Reliable? Heart studies often exclude the elderly
NEW YORK |
NEW YORK (Reuters Health) - The vast majority of heart failure cases occur in adults aged 65 and older, but a report out today found that a large number of clinical trials studying the disease exclude older patients, often unnecessarily.
That means most of the treatments being developed for the condition have not been tested on the patient population who will be taking the drugs.
"It has been more than twenty years since regulatory agencies have been trying to include more older people in clinical trials, but the situation doesn't seem to be changing much," Dr. Antonio Cherubini, a geriatrician at the University of Perugia Medical School in Italy, told Reuters Health.
Heart failure affects more than five million Americans, according to the National Institutes of Health. The condition occurs when the heart has difficulty pumping blood throughout the body and symptoms include fatigue and shortness of breath.
Forty-three percent of the 251 heart failure trials analyzed by Cherubini and his collaborators excluded the elderly without proper justification, the authors conclude in the Archives of Internal Medicine.
A quarter of the evaluated studies excluded older patients based on age alone, a practice that the American Geriatrics Society and other groups have been working to phase out for years. Other trials excluded the elderly indirectly by rejecting patients who have multiple diseases or take multiple medications.
For example, about 20 percent of the studies excluded patients already taking more than one drug, which would rule out more than 75 percent of Americans over the age of 60, according to a recent report by the Centers for Disease Control and Prevention.
Leaving older patients out of clinical trials can have serious implications. Several studies have shown that taking multiple medications and suffering from other disorders--the very criteria that get the elderly excluded from clinical studies--can affect disease symptoms and drug response.

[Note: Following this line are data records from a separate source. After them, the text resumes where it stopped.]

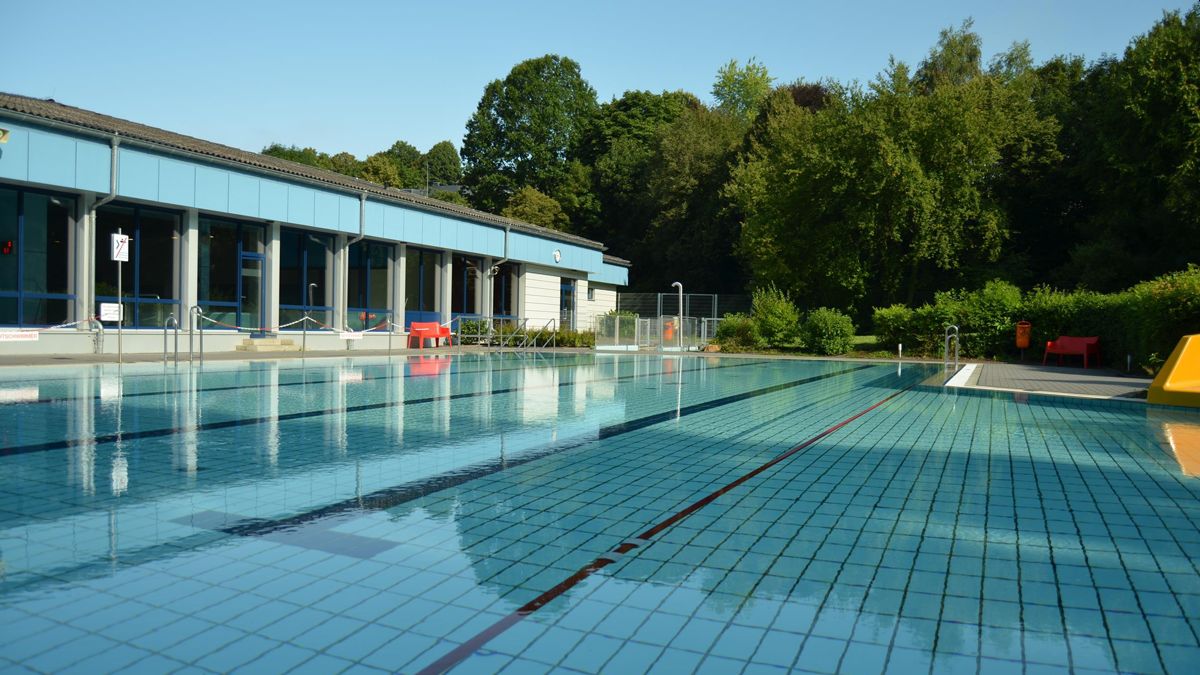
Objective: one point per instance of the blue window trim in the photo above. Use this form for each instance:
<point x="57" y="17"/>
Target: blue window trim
<point x="243" y="255"/>
<point x="21" y="294"/>
<point x="133" y="296"/>
<point x="364" y="251"/>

"Older patients are not the same as younger patients," said Dr. Nicola Hanania, a lung specialist at Baylor College of Medicine in Houston, who specializes in asthma, another disease that experts say is understudied in older adults.
"We're not really doing these patients any favors by not looking at these issues," Hanania, who was not involved in the new study, told Reuters Health. "I hate to say the word ignored, but that's really what it is."
The need for more clinical study of older patients will only grow as life expectancy increases. The US Census Bureau has projected that, by 2030, the number of Americans over 65 will double and the population over 85 will quadruple.
"The elderly are difficult to include in clinical trials because they have so many ongoing problems," said Cherubini. "That's why we need specific trials that are designed for older subjects. The science needs to adapt to them."